Léo d’Ux incarne Dorian Gray. © Julia Huber

Sur scène, le malheureux est incarné alternativement par deux comédiens, Léo d’Ux et Jean Poulet-Chays. Lors de la reprise, c’est le premier que j’ai vu à l’œuvre. Pour être parfaitement honnête, il m’a fallu un peu de temps pour accrocher à son jeu. C’est lorsque Dorian Gray commence sa descente aux Enfers que je me suis laissée convaincre. Le comédien dégage sur scène une aura perturbante. « C’est ce côté sombre m’a poussé vers lui, se souvient Imago. J’aime ce charisme du ‘beau-méchant’ qu’il dégage. » Un sourire un peu traître sur le visage, il attire l’œil. On attends le dérapage de Dorian Gray avec impatience. Et sa version a une puissance surprenante.

Autour de lui évoluent trois acteurs. Inès Maya (en bas, à gauche) et Vigdis Gondinet, qui se partagent les rôles féminins, et Imago, qui incarne tantôt Basil, Jim Vane et Lord Henry. La pièce s’ouvre sur Gladys, installée sur une méridienne. Je l’ai découverte, comme Lady Henry, sous les traits d’Inès Maya. Notez que Gladys tient de l’aristocrate élégante et contenue quand Lady Henry est une ahurie branchée sur le 220 volts. Et, évidemment, ces rôles s’enchaînent. Mais la comédienne se défends. Elle montre toute l’élégance et l’esprit attendue d’une femme de la haute-société anglaise avant de revenir en trombe, survitaminée, habitée par rire gênant et communicatif.
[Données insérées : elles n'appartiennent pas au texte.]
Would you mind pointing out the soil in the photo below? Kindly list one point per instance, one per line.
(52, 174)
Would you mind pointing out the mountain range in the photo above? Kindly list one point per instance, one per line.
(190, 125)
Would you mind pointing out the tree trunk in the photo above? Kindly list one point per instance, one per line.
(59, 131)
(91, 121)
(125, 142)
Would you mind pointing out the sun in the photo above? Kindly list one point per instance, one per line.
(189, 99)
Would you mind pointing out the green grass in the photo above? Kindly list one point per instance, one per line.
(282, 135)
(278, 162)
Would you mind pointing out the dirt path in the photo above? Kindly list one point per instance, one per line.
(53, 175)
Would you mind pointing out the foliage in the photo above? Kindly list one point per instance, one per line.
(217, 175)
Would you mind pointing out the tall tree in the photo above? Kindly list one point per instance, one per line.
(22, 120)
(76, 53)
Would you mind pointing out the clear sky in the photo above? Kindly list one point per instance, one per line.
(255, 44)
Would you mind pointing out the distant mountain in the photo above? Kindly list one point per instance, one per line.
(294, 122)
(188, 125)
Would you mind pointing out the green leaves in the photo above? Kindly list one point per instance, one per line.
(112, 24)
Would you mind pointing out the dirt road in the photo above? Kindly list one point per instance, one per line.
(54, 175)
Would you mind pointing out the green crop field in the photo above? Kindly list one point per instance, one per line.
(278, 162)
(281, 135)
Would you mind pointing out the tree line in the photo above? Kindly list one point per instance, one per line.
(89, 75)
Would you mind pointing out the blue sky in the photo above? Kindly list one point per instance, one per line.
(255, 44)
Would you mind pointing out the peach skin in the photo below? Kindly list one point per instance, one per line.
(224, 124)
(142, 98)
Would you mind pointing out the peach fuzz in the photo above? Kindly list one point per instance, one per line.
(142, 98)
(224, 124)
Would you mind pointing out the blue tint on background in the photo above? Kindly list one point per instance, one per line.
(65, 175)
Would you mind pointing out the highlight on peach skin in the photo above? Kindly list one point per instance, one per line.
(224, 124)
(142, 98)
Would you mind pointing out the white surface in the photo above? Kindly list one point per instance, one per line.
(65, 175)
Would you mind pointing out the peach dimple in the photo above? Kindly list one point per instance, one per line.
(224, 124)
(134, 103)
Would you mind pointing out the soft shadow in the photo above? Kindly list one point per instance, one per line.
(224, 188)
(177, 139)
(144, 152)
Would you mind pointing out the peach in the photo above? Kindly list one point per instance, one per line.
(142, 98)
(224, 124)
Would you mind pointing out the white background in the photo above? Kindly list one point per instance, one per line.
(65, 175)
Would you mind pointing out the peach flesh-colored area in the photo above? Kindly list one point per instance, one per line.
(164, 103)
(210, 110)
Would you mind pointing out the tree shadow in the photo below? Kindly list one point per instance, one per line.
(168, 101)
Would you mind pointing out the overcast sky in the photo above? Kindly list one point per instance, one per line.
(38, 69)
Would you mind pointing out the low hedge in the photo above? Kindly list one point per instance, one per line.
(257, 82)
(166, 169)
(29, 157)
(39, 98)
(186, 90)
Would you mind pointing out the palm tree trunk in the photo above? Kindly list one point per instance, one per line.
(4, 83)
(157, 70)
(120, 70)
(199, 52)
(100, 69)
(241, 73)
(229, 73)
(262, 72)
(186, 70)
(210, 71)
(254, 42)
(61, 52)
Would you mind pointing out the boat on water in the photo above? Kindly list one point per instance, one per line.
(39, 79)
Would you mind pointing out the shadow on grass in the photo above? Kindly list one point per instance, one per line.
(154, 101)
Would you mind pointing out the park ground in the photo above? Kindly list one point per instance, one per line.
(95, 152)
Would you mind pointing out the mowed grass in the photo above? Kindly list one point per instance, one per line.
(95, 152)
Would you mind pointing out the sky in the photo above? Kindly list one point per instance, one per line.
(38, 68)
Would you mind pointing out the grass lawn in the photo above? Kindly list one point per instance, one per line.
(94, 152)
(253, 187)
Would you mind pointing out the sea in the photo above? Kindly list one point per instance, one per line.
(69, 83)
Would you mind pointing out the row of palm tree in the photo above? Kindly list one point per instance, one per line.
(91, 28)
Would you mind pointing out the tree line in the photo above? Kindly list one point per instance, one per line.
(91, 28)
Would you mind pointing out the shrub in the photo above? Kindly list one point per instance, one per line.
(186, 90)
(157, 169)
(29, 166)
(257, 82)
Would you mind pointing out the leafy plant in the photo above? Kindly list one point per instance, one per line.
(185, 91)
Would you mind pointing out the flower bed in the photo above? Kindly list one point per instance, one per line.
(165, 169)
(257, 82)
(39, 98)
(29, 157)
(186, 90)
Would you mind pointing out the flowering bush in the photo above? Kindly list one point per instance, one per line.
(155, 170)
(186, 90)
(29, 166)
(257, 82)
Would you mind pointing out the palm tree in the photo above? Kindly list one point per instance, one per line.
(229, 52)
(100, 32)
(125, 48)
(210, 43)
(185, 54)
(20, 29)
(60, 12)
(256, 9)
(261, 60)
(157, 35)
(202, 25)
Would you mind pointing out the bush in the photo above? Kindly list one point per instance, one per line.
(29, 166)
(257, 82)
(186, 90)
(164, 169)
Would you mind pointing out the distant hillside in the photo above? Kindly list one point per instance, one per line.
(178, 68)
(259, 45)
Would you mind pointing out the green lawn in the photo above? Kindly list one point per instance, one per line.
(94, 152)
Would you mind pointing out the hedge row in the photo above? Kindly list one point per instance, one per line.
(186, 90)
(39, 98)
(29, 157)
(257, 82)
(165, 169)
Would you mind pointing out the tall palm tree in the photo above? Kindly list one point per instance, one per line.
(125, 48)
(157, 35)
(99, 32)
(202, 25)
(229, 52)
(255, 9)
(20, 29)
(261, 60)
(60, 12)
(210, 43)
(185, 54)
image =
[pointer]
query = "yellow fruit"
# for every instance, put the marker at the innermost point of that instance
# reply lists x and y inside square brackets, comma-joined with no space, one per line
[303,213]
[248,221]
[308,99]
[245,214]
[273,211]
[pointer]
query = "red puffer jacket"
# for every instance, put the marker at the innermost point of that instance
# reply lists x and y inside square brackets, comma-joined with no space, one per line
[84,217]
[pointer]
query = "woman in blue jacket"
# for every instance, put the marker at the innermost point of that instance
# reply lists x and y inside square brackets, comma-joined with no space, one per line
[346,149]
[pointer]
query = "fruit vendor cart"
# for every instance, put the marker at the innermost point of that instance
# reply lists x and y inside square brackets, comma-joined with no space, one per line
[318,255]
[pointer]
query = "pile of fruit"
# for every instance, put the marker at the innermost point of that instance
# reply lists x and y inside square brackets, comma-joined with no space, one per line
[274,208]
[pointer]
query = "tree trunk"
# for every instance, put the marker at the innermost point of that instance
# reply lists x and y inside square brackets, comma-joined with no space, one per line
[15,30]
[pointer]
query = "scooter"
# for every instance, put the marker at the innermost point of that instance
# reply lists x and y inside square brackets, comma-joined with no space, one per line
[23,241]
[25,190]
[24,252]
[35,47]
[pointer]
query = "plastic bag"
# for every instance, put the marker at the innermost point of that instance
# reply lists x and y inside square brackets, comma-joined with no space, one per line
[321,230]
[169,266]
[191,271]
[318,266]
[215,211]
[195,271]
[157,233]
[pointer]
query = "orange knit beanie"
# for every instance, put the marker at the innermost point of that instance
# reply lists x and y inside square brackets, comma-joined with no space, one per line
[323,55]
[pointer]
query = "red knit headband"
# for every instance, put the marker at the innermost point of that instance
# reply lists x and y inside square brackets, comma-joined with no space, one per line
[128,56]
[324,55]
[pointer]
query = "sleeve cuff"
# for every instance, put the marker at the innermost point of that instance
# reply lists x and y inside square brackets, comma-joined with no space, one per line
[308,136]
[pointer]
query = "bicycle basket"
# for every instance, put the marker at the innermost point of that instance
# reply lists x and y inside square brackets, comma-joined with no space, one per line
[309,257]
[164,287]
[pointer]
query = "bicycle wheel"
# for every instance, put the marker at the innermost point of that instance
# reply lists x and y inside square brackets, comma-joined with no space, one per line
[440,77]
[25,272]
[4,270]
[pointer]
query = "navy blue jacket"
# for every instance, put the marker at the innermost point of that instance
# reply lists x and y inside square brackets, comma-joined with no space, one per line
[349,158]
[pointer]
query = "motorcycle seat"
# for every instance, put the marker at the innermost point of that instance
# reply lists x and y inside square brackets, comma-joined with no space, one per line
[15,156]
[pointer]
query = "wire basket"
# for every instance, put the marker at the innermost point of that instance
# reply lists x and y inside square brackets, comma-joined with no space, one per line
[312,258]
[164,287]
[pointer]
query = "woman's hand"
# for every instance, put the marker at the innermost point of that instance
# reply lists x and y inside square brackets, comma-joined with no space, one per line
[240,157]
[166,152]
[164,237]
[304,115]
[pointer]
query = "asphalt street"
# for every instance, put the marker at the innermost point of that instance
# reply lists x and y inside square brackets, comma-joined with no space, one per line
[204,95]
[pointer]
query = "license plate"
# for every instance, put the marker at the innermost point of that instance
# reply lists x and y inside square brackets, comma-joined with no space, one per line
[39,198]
Vigdis Gondinet incarnant la comédienne Sybille Vane.

Vigdis Gondinet est Sybille Vane. © Julia Huber

Vigdis Gondinet s’est quant à elle illustrée dans les rôles de Sibylle Vane et d’Adrianna, deux victimes de Dorian Gray. D’abord en amoureuse (salement) éconduite puis en femme au bout du rouleau, elle donne beaucoup d’intensité à ses profils dont les espoirs ont été usés par le dandy, auxquels on s’attache. Quant à Imago, c’est par la diversité de son jeu qu’il s’illustre. Enchaînant parfois les rôles, il propose un Basil charmant, un Lord Henry irritant et un Jim Vane, touchant. J’avoue avoir une préférence pour Lord Henry, et son humour, peut-être un brin corrosif, qui a réussi à séduire les spectateurs.
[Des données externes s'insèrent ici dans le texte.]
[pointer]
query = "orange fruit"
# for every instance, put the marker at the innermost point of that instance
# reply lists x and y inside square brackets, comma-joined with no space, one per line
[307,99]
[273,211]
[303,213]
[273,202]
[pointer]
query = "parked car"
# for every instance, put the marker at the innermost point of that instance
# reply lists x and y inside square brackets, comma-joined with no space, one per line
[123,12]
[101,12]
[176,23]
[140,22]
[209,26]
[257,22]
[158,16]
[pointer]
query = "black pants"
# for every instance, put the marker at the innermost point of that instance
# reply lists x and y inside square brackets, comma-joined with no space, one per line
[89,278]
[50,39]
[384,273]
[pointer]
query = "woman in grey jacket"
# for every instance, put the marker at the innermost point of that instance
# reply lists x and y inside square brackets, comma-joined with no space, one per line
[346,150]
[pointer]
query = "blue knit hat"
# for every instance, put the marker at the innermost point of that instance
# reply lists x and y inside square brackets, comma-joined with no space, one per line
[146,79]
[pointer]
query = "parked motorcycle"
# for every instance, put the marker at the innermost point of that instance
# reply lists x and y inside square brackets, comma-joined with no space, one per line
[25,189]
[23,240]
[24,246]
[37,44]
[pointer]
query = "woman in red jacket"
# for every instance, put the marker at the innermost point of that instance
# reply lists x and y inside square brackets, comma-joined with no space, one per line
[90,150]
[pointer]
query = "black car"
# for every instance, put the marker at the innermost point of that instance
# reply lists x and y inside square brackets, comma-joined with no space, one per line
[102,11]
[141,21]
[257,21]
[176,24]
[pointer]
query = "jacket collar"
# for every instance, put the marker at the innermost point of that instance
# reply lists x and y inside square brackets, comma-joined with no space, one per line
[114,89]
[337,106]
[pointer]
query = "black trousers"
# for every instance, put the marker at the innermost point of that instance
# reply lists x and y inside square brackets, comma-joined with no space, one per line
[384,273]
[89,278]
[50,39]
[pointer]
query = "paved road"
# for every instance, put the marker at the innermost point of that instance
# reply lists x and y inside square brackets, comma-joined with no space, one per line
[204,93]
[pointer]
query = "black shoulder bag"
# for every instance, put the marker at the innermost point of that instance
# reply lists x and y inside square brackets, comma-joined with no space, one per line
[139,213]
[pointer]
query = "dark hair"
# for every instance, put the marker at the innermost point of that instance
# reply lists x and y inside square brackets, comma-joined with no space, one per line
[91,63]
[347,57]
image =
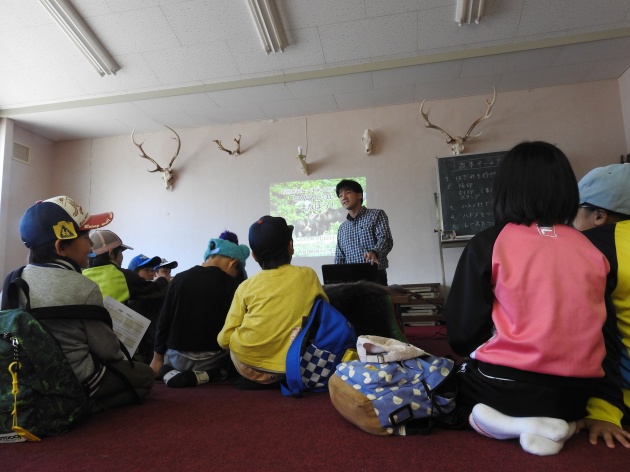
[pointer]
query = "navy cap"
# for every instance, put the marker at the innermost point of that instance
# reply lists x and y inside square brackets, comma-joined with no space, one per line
[270,236]
[58,218]
[141,262]
[166,264]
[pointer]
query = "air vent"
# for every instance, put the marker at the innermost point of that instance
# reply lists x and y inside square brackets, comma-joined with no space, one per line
[21,153]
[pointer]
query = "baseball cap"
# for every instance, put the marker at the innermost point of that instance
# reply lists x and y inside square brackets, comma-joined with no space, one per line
[269,236]
[141,261]
[58,218]
[166,264]
[607,187]
[104,241]
[227,248]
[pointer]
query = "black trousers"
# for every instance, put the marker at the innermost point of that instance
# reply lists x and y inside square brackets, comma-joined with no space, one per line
[564,399]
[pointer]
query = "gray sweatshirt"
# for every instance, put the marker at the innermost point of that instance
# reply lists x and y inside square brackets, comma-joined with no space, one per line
[61,284]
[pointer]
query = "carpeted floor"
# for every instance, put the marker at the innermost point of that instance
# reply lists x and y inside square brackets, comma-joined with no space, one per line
[219,428]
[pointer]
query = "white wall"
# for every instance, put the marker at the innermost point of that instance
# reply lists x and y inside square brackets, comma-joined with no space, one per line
[624,94]
[214,191]
[23,185]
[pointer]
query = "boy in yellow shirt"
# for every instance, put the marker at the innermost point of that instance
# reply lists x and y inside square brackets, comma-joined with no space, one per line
[269,306]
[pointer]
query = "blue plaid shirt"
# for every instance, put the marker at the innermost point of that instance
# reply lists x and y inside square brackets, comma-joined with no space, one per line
[369,231]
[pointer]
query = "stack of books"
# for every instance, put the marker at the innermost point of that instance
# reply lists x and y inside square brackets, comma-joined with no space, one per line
[422,306]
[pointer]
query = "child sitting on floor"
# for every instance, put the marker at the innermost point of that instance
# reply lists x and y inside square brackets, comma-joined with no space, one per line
[604,216]
[527,307]
[269,306]
[186,350]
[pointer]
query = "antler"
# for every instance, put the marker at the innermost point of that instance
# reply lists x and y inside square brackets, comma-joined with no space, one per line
[179,145]
[489,104]
[236,151]
[167,175]
[158,167]
[449,139]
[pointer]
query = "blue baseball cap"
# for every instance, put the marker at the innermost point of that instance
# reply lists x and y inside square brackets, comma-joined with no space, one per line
[58,218]
[141,261]
[607,187]
[166,264]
Les Framboisiers proposent une adaptation qui laisse une large place à la chute de Dorian Gray, que l’on suit à travers Léo d’Ux, et un étonnant portrait. Installé bien en évidence, ce n’est pas une peinture. Réalisé par Basile Carel, il s’agit d’un portrait animé, qui se évolue au gré de la pièce. Imaginez ma tête quand, le temps de cligner des yeux, le portrait gagne des rides. Ca a de quoi perturber…

Retrouvez « Le Portrait de Dorian Gray » au Théâtre de l’Orme jusqu’au 16 juin.

@aleksduncan


Pour découvrir les autres photos de l’avant-première, rendez-vous sur le profil de Julia Huber, ou sur son Instagram.

2 thoughts on “Derrière le portrait”

  1. Salut 🙂
    Très intéressante cette représentation, merci pour cet article.
    J’aime beaucoup le coup du portrait changeant : comme tu dis, ce doit être perturbant ! génial.
    Je n’ai toujours pas lu ce classique mais j’ai de plus en plus envie de le faire. Je n’avais retenu que son côté arriviste et ambitieux d’après les cours de français du lycée, mais avec ces nouvelles versions (et notamment celle de la série Sabrina , que j’adore) le personnage a su me redonner envie de le connaître.